Sofa&...

 赤い服を着たわたしを、あなたが見つけたのはもう十年も前。

 あなたは三十歳になったばかりで、三十になったからには何かしなくてはという焦りと、三十になっても特に何者でもない自分へのちょっとした落胆と、三十なんて何の実質的な区切りでもない、という反発心のようなものを抱えていた。
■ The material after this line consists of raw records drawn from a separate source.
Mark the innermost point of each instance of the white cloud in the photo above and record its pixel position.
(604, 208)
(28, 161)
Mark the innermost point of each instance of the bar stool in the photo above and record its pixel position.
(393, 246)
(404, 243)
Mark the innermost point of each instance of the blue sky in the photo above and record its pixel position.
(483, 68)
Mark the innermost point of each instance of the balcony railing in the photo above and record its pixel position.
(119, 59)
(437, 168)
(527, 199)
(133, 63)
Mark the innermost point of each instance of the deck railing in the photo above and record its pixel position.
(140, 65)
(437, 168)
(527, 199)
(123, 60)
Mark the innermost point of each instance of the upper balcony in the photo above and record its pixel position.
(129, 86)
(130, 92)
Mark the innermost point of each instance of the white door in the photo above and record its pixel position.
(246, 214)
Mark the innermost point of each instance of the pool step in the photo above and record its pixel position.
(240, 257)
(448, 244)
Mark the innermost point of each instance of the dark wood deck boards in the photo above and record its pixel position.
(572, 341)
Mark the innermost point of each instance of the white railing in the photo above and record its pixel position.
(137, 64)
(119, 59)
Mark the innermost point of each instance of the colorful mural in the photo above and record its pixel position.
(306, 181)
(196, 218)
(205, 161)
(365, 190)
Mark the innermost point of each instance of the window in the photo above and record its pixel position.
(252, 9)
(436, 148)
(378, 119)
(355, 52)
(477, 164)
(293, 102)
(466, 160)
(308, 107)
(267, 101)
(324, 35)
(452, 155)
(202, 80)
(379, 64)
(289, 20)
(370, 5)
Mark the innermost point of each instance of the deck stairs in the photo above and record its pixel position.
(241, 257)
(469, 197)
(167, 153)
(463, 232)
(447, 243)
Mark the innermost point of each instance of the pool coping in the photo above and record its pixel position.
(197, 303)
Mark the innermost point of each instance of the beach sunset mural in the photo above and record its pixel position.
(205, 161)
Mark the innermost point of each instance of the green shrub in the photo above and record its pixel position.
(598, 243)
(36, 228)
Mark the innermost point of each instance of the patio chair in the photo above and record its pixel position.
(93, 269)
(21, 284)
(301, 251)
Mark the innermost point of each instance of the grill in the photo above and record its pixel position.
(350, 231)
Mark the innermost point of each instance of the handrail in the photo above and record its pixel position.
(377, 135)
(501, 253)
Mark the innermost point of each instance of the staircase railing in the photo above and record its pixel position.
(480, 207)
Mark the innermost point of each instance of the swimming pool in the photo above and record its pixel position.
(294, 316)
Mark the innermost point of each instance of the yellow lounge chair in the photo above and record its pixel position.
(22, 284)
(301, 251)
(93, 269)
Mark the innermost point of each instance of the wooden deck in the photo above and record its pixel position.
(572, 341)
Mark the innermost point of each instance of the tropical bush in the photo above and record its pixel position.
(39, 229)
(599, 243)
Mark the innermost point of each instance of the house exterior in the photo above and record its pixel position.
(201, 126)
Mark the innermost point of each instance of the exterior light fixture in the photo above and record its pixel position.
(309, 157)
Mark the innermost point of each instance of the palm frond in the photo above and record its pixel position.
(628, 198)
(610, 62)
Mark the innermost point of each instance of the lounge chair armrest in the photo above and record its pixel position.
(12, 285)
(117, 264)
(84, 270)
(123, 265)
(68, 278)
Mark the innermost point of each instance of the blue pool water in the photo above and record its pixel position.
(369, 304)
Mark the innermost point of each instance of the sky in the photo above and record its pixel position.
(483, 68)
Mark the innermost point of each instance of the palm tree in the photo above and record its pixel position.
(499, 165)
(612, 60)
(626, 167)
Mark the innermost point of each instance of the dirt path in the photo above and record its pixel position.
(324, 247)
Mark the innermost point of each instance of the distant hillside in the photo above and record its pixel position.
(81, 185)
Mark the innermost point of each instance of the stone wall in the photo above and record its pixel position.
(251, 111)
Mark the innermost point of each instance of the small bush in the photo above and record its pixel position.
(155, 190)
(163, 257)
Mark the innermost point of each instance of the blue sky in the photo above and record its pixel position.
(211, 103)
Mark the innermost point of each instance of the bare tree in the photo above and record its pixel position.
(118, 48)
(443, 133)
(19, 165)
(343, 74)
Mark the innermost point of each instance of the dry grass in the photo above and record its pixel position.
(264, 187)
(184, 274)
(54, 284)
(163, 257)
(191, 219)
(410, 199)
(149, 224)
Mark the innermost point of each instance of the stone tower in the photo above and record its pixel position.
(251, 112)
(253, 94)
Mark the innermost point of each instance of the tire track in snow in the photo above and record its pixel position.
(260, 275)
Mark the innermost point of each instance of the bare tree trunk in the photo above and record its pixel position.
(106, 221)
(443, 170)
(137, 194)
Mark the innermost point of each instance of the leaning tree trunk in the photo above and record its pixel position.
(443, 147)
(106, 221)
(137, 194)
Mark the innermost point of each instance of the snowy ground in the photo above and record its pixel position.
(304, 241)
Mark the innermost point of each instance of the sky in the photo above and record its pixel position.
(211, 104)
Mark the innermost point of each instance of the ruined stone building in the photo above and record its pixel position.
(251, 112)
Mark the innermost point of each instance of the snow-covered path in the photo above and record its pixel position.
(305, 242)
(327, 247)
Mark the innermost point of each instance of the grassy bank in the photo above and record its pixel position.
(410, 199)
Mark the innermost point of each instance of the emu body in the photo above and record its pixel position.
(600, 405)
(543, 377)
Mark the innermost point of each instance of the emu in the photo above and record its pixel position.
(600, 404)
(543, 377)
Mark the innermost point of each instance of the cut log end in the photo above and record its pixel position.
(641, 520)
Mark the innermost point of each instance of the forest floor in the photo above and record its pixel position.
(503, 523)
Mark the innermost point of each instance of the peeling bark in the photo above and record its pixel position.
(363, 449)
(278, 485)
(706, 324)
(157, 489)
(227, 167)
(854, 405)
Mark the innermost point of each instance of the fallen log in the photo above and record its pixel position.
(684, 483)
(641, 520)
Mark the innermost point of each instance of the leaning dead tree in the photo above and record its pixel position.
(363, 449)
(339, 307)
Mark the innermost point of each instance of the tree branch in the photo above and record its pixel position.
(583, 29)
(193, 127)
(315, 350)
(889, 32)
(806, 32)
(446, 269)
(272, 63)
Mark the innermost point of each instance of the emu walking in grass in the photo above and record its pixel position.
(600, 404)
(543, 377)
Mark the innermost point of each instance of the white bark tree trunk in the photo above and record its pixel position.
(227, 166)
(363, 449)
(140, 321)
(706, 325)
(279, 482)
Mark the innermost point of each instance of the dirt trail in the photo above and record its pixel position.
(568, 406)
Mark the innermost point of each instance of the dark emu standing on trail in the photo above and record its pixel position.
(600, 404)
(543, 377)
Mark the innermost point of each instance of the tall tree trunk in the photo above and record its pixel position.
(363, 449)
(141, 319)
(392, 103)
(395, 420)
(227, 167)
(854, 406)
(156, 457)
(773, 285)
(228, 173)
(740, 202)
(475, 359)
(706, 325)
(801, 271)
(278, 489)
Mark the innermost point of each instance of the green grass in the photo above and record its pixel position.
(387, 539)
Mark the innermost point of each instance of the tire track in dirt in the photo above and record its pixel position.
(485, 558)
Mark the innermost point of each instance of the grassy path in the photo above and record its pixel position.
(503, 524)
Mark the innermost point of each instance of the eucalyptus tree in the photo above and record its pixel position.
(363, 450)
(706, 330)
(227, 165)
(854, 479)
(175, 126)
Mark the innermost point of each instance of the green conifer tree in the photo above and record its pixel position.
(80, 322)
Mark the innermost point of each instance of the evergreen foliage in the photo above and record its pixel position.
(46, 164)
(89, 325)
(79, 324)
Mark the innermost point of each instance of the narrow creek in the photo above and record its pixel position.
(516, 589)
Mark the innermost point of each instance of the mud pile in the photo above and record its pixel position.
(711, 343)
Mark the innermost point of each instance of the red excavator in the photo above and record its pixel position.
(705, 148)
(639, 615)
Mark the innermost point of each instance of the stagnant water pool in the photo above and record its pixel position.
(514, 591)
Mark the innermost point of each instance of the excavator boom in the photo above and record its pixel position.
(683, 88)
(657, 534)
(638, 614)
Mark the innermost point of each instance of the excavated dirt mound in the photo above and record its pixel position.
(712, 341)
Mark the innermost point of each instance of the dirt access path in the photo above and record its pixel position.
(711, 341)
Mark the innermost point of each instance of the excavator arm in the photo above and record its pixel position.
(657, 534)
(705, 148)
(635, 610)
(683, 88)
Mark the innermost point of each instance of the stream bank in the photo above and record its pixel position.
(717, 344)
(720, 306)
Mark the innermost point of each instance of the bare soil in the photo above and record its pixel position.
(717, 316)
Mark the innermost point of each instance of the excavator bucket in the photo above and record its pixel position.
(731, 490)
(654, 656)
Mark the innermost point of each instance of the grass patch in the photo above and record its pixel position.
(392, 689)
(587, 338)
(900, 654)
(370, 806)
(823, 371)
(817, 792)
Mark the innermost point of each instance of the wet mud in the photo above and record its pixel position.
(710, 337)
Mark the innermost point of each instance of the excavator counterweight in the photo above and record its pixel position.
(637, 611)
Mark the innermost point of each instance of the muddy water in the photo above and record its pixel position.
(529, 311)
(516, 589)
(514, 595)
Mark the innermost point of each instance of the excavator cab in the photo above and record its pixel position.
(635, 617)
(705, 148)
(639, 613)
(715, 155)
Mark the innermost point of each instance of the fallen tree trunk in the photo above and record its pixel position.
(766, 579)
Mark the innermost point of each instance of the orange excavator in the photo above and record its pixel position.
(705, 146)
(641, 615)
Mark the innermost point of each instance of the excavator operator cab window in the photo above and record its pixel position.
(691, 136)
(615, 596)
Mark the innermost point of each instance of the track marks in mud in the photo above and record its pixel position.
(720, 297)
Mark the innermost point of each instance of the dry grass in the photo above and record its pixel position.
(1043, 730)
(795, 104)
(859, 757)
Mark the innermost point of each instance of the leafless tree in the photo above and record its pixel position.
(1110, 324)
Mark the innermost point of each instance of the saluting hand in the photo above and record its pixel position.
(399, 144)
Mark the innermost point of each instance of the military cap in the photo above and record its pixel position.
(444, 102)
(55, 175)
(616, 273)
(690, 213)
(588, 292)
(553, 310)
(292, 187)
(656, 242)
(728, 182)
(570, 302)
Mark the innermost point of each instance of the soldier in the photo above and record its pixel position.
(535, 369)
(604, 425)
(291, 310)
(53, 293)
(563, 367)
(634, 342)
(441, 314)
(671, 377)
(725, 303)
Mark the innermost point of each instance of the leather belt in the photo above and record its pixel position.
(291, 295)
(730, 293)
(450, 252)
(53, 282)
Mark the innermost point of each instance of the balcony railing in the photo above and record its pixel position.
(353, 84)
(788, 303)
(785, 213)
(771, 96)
 でも、一応の節目として記念は欲しかった。本格的なジュエリー、お籠もり宿でのひとり旅、カシミアのコート。あれこれ考えている時にわたしたちは出会った。あなたがふと立ち寄ったセレクトショップにいたわたし真っ赤なソファ。テキスタイルで二・五シーター、シンプルなハイバックのデザインは、あなたが以前から何となく家に置きたいと思っていたソファの理想で、目が合うや一直線に近づいてくると、わたしを至近距離で、すこし離れて、あらゆる角度から熱っぽく見つめるものだからわたしはすこし緊張した。女の人の目線は男の人のそれよりずっと厳しく、値段は言うに及ばず、寸法や重量、耐久性、手入れのしやすさ、原産国やエコフレンドリーの度合いに至るまでくまなくチェックが及ぶ。わたしはもう、一年近くこのショップに居座る古株となっていたから、なおさら。

 —お姉、何見てんの?

 一緒に出かけていたあなたの妹が声をかける。

 —んー、このソファ、いいなって。

 —めっちゃ赤いじゃん。

 —それがいいんだよ。

 —えー、安らげないなー。家にあったらソファにしか目がいかなくなっちゃいそう。

 —元気出ると思うんだよね。

 —むしろ疲れない? てかいくら?

 わたしにつけられた手書きの値札を見た妹は「たっか!」と大げさな声を上げる。

 —余裕でヨーロッパ行けちゃうじゃん。

 —うん、でも毎日使うものだし。

 —だったら、ニトリとかでほどほどに安いの選んで気軽に買い替えるほうがよくない? どうしても中身がヘタってくるしさ。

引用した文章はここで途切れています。